Saudade

Jul 31, 2008 09:29

What do you call a writer who doesn't write? This sounds like the setup for a not very good joke, but I can't think of a punch line because the question usually starts me sobbing, which is distracting, especially when telling a joke.

I sat in front of James Joyce's indecipherable Finnegan's Wake, trying for a minute to determine what he was thinking when he wrote it, when I realized what a stupid question that was, and that the answer was the writing itself. I could try writing words as they come to me, but I always feel a need to refine them before I let anyone see them. Unless contrived, the words passing through my mind are all echoes of fragments of things heard or read in the past: '…macadamia, gazebo…', '…a yo-yo and the Indianapolis Colts…', '…a dollar for corn…'

Anatoly: Kevin, what are you doing?
Kevin: Oh, nothing, really.
Anatoly: Can I come in?

I made an extended noise of uncertainty until I added enough to the small amount of clothing I had been wearing to open the door and not mind my father seeing me. How's that for unnecessary mental imagery? Though perhaps not a bad starting point for a story - ones that talk at length about clothing, and the putting on and removal of, tend to be considerably more popular than those that do not, and perhaps I have been in the second category too long.

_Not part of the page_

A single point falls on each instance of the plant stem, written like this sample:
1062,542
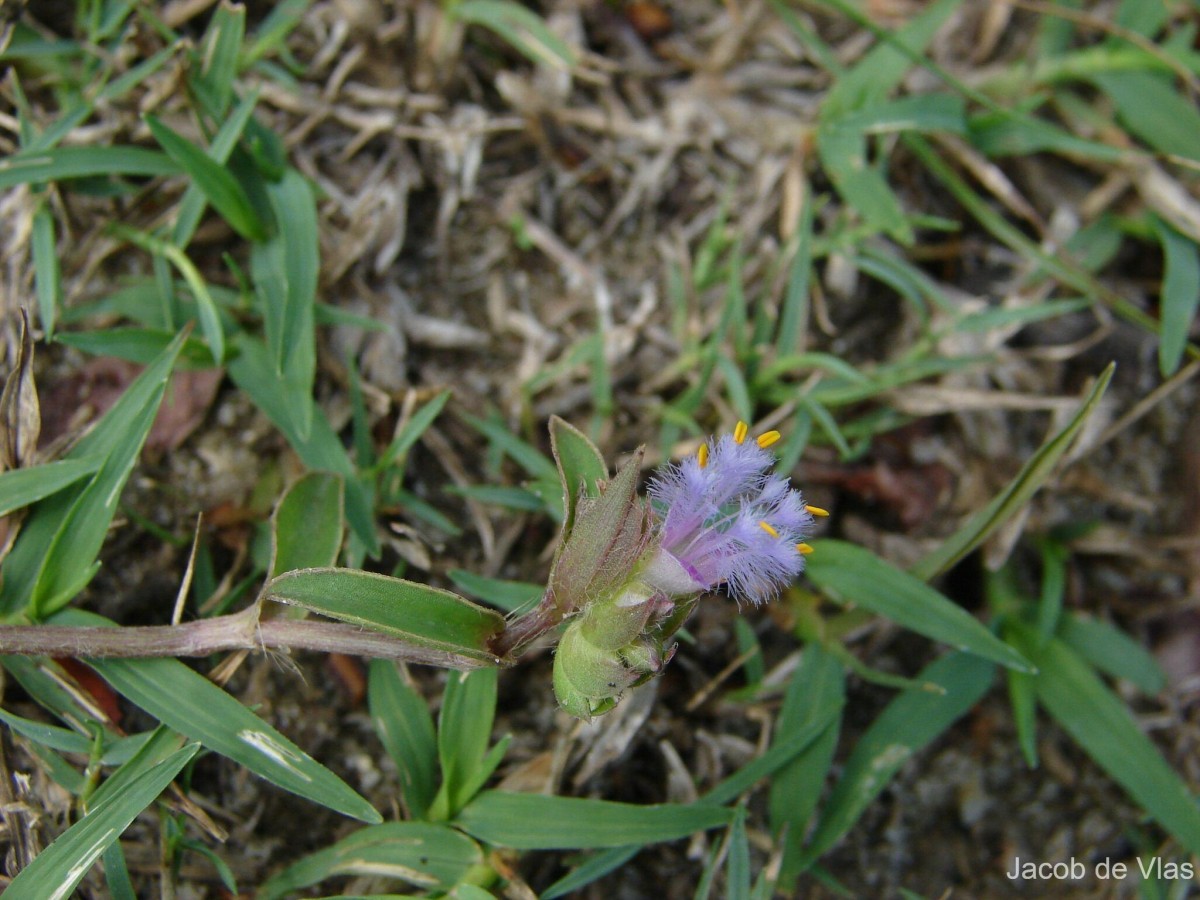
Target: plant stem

Anatoly: I just wanted to talk to you about this Saturday.

Discussions with my father rarely take very long, and if they do, are rarely pleasant, so I wouldn't have minded this one taking place through a wall, but apparently he wanted to see my face every once in a while. Since taking up an overnight shift at work and sleeping during the late morning and early afternoon, I didn't see much of my family. And that may, though I wouldn't have said so, have been the idea.

Saturday was a performance. My father just wanted to discuss the transportation to and from the event - in not owning a vehicle, I have been much more dependent on my family this summer than I was planning to be. For the event itself, my father and I, and two of his friends, would don silly hats and play Mexican music, while my father made a fool of himself butchering even the most basic of Spanish phrases, at least to anyone such as myself who has some understanding of the language. It's something there is apparently a market for, as this was not the first time I had been asked to do such a thing, and it's not the sort of thing I would do for free. But it was the first time I had been asked to do such a thing on a boat.

In theory, it was going to be an entertaining evening. In practice, we couldn't hear ourselves playing our instruments over the engines of the boat, our audience was a company picnic of lawyers who were more suspicious than appreciative of our presence, and the woman who hired us wanted to know why we weren't playing the macarena, or Ricky Martin, or why we were unable to get lawyers to dance. We could sooner encourage a cat to jump in the river.

Harold: Fortunately, we have these hats, so that when we get seasick, we just turn them over, and…

He made a vomiting motion and sound toward his hat, which he was now holding in his hand. He then replaced it on his head, assuring any surrounding lawyers that he was not, in fact, vomiting, or else terribly unhygienic.

Harold: I've never liked boats.
Kevin: No? I want to live on a boat, some day.

I'm not sure why I said that, but I did. It's not something I had given much thought to before, but standing there on a commercial cruise ship in the Niagara River, I could sort of see what sailors in old stories meant by the freedom granted by the seas. And it was awfully welcoming. I thought back to two years ago when a teacher had offered to take me sailing, and cursed myself for not pursuing the matter.

Kevin: Well, do you think these people will hire us back next year?
Anatoly: Not if I have anything to say about it.

We finished a final chorus of Alla En El Rancho Grande and put our instruments and hats away. We had fooled them again, my father would say. Well, we had tried.